Fig.2 Changes in serum levels of cTnI, CK-MB, myoglobin (A) and NT-pro BNP (B) of the patient after admission.
DISCUSSION

de Winter syndrome is a rare form of anterior STEMI equivalent characterized by a unique electrocardiogram (ECG) pattern. Epidemiological studies show that de Winter syndrome is more likely to occur in male patients, who often have a younger age and frequently the comorbidity of dyslipidemia as compared with patients with STEMI[5]. The clinical presentation of de Winter syndrome is mainly extensive anterior-wall myocardial infarction, which leads to contraction dysfunction of the left ventricle [12] and possibly explains the frequent recurrences of chronic heart failure in such patients whose ECG does not report significantly decreased LVEF.

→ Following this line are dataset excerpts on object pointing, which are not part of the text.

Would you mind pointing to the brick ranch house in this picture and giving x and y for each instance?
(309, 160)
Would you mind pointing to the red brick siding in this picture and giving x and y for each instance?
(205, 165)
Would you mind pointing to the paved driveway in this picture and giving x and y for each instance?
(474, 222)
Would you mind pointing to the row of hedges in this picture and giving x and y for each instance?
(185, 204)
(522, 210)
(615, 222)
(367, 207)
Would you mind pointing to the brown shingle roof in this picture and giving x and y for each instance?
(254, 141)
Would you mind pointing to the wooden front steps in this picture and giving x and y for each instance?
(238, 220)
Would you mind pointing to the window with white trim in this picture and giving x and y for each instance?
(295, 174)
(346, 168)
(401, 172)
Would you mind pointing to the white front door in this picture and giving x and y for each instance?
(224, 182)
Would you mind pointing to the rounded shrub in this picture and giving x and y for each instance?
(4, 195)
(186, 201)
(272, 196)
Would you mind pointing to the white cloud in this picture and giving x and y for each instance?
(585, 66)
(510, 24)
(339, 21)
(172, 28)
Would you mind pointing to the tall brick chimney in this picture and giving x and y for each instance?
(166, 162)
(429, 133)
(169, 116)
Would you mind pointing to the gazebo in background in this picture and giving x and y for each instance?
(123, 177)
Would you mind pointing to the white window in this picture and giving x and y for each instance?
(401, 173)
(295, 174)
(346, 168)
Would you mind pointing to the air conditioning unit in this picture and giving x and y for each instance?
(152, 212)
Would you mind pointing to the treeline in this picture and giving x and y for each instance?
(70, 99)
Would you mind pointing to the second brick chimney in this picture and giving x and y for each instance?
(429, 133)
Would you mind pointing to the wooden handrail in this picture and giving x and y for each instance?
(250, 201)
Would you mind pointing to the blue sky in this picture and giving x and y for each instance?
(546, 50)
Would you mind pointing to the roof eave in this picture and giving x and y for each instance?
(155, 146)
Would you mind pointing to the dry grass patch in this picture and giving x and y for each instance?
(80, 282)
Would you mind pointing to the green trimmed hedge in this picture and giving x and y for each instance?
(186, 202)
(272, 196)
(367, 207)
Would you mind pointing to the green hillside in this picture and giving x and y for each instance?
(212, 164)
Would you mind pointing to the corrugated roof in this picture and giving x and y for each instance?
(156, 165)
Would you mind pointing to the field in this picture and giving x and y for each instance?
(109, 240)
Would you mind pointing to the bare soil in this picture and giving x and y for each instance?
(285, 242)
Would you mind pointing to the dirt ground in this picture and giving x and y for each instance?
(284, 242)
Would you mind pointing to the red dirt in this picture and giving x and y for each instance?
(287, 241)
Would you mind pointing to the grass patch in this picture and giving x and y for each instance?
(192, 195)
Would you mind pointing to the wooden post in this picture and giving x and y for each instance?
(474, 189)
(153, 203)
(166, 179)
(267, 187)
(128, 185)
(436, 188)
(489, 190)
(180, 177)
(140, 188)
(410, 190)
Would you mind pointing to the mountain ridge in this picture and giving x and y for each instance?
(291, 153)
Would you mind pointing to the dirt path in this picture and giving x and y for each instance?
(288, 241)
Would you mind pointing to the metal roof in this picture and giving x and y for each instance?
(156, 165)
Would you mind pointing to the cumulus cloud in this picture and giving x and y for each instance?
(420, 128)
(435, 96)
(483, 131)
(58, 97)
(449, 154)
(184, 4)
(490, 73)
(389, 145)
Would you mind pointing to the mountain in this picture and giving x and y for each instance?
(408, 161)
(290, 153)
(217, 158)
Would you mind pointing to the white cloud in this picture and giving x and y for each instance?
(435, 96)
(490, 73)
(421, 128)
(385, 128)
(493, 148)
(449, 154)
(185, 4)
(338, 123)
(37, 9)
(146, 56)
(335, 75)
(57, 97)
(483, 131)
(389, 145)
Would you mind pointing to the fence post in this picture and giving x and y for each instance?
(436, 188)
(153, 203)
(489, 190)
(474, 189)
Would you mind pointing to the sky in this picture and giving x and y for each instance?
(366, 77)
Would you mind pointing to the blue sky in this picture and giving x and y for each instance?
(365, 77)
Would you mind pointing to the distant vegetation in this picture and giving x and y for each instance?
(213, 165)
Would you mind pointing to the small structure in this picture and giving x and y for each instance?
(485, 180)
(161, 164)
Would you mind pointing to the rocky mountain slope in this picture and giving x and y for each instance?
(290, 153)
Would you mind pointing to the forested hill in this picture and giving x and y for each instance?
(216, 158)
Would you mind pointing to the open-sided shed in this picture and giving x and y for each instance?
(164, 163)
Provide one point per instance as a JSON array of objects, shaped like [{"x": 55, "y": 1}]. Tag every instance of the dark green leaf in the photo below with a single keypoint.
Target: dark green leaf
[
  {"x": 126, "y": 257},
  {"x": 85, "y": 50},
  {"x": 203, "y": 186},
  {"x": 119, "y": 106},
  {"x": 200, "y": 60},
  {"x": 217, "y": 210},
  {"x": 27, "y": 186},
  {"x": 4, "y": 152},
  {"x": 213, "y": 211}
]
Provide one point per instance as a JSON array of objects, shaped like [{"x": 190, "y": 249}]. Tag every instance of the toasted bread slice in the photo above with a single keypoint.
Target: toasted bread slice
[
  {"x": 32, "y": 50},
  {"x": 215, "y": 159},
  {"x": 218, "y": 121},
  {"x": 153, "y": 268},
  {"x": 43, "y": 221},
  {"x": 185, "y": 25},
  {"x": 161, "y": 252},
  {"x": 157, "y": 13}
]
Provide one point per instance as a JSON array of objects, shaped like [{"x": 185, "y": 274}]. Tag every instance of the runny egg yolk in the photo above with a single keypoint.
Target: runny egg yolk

The reasons for the absence of ST-segment elevation in de Winter syndrome remain elusive. A previous study suggested that the special ECG characteristics was associated with the development of collateral circulation following transmural ischemia[13], while in another study, such ECG characteristics was presumed to result from a mutation of Kir 6.2 gene, which was responsible for the activation of sarcolemmal ATP-sensitive potassium (KATP) channels[14].

In the event of STEMI, early reperfusion alleviates ischemic myocardial damage to improve the clinical outcomes of the patients, and primary PCI within 2 h is therefore strongly recommended[15]. de Winter syndrome should be considered as a high-risk STEMI, for which emergency revascularization is strongly recommended within the time window of intervention following the current guidelines[13]. Given the rare incidence of this special syndrome, careful analysis of the ECG patterns for any unusual changes may increase the chances for its accurate early detection and timely intervention to reduce the mortality of the patients.